I've built a Python solution for sarimax (and time series in general) grid search.
It's a python class.
After preparing training & testing sets, the class stores them as object attributes.
Later, the class builds a list containing, in each item, a set of parameters for statsmodels sarimax.
Then, each one of those items is passed to the class sarimax method, for fitting models.

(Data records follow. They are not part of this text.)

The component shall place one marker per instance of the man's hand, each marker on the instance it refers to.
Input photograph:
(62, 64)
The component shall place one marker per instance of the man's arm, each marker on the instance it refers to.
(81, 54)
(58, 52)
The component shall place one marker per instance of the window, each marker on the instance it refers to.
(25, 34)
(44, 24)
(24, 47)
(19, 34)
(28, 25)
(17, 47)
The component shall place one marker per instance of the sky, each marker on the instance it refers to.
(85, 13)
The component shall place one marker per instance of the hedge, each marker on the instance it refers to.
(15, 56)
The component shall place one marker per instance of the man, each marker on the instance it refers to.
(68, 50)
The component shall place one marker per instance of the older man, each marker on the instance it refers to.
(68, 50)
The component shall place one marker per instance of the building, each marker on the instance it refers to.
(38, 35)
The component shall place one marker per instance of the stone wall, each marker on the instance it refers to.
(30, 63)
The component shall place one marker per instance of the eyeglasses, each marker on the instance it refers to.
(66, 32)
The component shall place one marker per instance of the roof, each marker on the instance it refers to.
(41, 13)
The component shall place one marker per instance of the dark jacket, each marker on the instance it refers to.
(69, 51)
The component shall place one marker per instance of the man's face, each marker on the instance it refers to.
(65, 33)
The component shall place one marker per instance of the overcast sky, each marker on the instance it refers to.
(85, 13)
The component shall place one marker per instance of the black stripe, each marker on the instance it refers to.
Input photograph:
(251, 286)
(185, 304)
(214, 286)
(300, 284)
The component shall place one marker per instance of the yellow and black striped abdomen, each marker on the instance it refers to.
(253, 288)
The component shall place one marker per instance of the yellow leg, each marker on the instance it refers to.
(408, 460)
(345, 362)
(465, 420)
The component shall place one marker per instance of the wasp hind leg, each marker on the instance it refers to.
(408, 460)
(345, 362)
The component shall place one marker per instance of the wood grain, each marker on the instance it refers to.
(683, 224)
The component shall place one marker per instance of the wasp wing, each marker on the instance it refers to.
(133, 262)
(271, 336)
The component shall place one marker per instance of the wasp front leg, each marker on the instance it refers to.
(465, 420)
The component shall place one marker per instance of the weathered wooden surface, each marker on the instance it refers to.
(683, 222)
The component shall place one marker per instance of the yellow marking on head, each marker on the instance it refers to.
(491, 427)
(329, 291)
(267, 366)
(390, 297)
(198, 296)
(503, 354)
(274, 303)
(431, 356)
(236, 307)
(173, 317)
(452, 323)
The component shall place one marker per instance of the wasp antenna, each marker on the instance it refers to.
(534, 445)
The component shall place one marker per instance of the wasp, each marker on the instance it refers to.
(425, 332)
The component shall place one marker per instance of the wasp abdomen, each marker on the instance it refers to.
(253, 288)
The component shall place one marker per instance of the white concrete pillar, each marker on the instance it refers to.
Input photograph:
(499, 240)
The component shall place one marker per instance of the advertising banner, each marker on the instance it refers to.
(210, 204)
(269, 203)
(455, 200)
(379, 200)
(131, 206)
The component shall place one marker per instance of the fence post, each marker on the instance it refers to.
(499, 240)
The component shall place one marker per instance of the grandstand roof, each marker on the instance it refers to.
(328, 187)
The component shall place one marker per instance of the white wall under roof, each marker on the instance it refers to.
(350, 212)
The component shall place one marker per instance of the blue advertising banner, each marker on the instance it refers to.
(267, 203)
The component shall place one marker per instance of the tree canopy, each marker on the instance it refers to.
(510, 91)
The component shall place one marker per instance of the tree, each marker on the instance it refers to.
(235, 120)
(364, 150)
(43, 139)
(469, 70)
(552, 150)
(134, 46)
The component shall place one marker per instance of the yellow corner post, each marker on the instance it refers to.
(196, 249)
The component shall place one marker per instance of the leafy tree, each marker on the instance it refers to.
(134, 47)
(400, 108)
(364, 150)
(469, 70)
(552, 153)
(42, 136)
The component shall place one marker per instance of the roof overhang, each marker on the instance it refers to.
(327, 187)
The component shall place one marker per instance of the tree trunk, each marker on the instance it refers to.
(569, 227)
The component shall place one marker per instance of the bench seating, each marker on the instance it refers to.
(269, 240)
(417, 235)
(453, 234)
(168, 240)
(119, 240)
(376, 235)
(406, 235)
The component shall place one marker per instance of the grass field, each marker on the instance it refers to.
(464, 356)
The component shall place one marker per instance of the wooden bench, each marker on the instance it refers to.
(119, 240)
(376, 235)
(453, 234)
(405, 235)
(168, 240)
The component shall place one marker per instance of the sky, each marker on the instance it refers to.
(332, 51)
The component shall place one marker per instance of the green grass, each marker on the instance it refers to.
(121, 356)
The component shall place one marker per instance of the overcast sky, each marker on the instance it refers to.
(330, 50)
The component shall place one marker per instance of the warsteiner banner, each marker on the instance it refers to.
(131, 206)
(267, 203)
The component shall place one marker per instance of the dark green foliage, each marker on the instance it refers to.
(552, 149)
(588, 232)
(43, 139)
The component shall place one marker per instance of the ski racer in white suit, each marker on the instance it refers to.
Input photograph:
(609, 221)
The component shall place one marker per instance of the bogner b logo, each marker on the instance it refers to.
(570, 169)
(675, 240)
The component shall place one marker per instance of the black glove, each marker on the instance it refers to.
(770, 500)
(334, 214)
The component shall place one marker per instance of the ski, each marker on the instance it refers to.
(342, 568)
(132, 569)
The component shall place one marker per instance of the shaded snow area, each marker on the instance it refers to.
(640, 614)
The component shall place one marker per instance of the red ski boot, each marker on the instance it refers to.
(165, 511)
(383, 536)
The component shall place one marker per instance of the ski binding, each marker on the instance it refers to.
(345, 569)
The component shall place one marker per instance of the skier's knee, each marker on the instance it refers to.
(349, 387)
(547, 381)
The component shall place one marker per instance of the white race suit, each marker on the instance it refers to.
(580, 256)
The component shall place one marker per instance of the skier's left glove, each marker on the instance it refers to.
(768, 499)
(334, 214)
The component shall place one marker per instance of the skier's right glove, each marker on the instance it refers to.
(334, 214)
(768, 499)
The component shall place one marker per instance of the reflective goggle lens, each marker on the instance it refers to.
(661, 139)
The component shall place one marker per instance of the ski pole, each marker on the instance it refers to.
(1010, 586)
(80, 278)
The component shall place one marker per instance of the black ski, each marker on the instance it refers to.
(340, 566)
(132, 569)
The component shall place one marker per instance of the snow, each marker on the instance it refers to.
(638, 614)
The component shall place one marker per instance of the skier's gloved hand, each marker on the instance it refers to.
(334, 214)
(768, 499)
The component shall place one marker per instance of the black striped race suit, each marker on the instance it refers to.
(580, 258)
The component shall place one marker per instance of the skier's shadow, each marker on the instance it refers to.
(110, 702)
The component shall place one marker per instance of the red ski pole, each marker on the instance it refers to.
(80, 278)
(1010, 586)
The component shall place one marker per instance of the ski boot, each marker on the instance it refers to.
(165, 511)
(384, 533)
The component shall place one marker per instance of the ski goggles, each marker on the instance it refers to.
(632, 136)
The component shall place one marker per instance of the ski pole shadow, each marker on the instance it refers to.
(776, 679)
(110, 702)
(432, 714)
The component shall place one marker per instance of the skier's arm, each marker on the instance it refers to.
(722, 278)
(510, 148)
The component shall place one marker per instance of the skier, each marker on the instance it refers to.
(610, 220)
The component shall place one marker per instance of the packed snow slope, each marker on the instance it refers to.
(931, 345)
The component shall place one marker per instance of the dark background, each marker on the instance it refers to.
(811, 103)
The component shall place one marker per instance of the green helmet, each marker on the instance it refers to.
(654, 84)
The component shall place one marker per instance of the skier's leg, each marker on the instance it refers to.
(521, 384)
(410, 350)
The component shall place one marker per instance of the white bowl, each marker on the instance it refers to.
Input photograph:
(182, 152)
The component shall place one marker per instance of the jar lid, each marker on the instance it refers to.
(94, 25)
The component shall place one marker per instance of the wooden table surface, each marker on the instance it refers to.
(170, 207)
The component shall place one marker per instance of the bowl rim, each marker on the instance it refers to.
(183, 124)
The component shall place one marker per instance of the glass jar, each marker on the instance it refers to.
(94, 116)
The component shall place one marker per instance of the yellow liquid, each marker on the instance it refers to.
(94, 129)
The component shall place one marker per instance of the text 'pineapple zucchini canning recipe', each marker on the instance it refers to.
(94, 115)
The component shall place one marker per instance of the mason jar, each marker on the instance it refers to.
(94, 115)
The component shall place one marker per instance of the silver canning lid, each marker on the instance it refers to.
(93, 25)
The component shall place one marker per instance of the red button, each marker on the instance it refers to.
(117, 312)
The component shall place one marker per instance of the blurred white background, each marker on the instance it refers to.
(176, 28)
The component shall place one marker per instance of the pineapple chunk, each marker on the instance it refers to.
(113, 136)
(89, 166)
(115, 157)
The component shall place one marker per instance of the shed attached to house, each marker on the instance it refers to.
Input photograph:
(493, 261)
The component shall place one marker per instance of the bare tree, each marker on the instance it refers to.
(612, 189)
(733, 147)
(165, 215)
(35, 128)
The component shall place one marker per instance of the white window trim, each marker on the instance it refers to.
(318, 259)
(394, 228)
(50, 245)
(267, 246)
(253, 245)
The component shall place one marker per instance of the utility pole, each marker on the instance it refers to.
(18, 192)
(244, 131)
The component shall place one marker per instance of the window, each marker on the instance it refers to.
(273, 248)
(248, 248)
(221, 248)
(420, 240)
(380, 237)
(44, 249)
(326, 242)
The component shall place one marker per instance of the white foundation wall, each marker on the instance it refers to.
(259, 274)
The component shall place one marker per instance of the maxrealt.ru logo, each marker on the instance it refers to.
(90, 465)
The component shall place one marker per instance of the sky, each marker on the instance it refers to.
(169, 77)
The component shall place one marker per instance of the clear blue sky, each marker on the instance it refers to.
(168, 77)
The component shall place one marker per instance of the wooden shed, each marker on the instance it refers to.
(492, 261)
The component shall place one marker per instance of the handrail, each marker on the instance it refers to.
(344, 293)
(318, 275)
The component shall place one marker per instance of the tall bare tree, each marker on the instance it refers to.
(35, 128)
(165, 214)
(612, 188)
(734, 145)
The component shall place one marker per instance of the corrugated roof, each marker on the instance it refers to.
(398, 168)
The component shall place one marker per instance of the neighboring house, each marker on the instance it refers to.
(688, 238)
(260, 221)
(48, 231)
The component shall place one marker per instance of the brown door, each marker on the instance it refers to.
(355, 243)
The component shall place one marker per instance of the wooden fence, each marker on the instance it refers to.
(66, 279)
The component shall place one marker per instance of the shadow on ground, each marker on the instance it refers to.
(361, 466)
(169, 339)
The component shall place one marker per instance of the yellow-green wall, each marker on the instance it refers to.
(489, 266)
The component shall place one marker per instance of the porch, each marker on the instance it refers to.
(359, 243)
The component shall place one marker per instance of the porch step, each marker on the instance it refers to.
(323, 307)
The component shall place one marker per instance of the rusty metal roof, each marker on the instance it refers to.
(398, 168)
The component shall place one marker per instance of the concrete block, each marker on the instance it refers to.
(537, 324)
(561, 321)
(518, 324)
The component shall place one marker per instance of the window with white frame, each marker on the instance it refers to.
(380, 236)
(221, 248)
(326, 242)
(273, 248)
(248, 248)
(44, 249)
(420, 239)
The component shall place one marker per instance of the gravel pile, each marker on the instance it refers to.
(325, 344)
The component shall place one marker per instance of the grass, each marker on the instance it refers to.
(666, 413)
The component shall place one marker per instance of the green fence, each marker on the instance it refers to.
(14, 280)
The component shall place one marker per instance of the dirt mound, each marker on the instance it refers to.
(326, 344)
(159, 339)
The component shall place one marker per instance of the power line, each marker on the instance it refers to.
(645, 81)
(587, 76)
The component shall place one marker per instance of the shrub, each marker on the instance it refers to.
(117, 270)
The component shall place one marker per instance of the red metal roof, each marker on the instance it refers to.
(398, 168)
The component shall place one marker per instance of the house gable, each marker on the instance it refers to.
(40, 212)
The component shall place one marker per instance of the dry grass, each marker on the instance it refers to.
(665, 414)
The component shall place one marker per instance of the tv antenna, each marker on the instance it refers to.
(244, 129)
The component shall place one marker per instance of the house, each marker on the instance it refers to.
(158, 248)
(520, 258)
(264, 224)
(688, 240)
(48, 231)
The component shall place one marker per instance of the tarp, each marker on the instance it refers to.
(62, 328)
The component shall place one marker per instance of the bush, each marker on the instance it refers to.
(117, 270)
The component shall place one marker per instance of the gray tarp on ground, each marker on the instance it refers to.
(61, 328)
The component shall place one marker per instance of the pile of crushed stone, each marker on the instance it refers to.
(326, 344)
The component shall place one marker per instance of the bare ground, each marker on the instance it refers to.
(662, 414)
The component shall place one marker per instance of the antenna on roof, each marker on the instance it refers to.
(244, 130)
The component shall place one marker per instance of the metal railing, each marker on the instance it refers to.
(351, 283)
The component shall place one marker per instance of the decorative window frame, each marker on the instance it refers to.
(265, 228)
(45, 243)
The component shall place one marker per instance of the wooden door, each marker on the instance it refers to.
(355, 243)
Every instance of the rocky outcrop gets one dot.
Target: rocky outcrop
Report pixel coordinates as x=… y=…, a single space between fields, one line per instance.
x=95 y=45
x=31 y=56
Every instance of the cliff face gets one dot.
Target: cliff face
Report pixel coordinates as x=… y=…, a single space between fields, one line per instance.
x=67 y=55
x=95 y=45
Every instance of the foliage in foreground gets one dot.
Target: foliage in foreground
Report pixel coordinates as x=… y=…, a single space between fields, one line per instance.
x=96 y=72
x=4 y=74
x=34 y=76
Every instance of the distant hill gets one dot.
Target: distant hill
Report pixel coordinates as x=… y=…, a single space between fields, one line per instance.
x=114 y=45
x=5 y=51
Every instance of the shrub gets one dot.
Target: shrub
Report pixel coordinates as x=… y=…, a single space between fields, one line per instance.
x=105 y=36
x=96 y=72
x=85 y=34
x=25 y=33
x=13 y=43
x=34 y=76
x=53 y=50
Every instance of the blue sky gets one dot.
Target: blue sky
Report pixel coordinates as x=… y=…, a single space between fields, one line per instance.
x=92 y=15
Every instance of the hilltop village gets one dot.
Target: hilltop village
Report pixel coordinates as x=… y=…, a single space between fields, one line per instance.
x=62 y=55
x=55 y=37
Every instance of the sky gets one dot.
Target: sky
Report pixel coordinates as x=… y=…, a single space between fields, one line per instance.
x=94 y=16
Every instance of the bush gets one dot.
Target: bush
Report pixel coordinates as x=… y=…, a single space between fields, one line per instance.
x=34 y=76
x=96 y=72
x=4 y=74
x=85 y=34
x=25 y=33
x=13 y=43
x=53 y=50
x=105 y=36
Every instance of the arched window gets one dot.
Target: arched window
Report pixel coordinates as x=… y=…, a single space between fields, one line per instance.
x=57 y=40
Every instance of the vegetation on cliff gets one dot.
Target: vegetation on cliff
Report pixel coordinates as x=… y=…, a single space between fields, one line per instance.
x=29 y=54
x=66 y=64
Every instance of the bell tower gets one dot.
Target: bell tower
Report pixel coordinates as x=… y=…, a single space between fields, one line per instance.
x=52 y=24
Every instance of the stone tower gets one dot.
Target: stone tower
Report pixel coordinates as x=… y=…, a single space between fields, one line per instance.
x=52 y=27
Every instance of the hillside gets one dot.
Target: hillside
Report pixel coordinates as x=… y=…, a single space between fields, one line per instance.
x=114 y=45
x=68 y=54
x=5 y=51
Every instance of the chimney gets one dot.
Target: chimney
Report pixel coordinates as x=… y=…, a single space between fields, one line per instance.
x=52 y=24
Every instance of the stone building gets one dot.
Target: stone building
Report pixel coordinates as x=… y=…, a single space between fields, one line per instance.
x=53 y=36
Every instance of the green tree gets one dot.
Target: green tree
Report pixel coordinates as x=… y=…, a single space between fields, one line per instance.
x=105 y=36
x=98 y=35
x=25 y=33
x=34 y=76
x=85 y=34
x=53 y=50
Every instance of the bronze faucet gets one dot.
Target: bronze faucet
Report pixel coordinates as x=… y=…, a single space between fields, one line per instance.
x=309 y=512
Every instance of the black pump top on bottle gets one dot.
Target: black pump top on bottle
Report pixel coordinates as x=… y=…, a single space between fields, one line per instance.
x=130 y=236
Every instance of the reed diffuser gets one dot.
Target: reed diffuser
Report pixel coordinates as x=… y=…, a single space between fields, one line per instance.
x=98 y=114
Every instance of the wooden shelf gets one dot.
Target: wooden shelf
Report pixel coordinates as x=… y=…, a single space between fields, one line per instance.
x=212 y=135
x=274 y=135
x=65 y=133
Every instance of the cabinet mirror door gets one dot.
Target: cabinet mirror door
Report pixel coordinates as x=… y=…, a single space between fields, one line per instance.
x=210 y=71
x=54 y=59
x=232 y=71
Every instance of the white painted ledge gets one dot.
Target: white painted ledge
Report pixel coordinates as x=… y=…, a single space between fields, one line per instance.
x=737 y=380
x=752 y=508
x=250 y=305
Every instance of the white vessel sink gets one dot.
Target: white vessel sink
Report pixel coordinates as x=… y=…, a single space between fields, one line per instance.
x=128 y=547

Each model is stored on a list for later selection based on the user selected scoring method.
The sarimax method, built within the class, access the training set trough the object attribute (self.df_train)
To train every set of parameters in parallel, I'm calling spark like follows:
spark = SparkSession.builder.getOrCreate()
sca = spark.sparkContext
rdd = sca.parallelize(list_of_parameters)
all_models = rdd.map(self.my_sarimax).collect()
It was perfect for monthly ts starting in 2016. However, if I try to feed it a longer ts, lets say starting 2014, the spark job simply wont start. It will take an eternity 'starting' then it will fail.
The questions are:
1 - as I'm running everything inside the class, Is spark able to understand how to distribute this task?
2 - Can each node (worker) on the cluster easily find the object self.df_train when needed? If not, why it is working for shorter ts? I mean, the thing is a beauty: on average, it takes 10 seconds for training more than 9300 candidate models.
3 - how to make it work with longer ts?